Some days, it snows. And you’re cold and grumpy and you miss lunch, and you end up in the pub around the corner standing with your back next to the wildest roaring fire you’ve ever shared a room with and there’s half a pint of fruity local ale in one hand and a bag of salted crisps in the other, and you’re staring out of the window watching the sunset turn the snow pink and listening to the drunk posh girls in dirty wellies talk too loudly and wondering why you get so much pleasure out of the fact that the carpet is faded in a certain way and then slowly, something shifts and everything starts to look alright again.
Other days, it snows. And you make caldo verde.
You need potatoes, onion, garlic, chorizo, kale and olive oil.

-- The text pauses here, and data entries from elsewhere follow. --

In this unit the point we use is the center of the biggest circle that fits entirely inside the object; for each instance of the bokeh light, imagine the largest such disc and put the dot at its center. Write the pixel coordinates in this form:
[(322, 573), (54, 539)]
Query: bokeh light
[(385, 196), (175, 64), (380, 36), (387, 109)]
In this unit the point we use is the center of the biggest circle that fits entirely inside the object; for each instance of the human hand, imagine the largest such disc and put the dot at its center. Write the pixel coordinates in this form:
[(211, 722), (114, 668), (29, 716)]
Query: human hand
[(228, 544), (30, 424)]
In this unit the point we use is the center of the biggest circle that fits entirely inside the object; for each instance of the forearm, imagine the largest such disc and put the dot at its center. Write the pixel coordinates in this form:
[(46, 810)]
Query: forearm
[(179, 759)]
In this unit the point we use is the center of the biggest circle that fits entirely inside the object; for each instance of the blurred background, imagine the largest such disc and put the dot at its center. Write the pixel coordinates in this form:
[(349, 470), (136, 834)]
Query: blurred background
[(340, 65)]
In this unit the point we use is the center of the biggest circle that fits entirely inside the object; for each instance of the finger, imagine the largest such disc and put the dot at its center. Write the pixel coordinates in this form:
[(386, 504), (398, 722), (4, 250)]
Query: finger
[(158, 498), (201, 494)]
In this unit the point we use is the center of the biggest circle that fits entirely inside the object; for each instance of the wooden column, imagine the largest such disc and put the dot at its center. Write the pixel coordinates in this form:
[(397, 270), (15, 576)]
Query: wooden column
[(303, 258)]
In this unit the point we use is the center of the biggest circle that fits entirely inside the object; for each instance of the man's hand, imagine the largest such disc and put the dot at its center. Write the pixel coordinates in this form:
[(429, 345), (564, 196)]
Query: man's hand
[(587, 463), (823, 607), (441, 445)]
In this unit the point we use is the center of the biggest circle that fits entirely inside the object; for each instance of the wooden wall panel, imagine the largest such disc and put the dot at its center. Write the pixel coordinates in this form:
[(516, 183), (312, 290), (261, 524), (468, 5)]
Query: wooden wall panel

Peel and chop potatoes and onion, add two peeled whole garlic cloves and enough water to cover. Boil until tender.
Remove the vegatables and use a mouli if you have one or just a potato masher to mash the potato, onion and garlic mix.
Add more water, or stock, and return the mash mixture to the pot.
Add the chorizo, sliced, and the kale, very thinly sliced. Bring to the boil and simmer for 15 minutes.
Serve with extra virgin olive oil swirled on the top.
You could make this vegetarian by replacing the chorizo with some chunky beans. Either way, why not try serving with an additional squeeze of lemon and a dollop of good chilli sauce, and some warm bread and cheese on the side, and maybe a glass of red wine, and let the cold try and get you then. Just watch it try.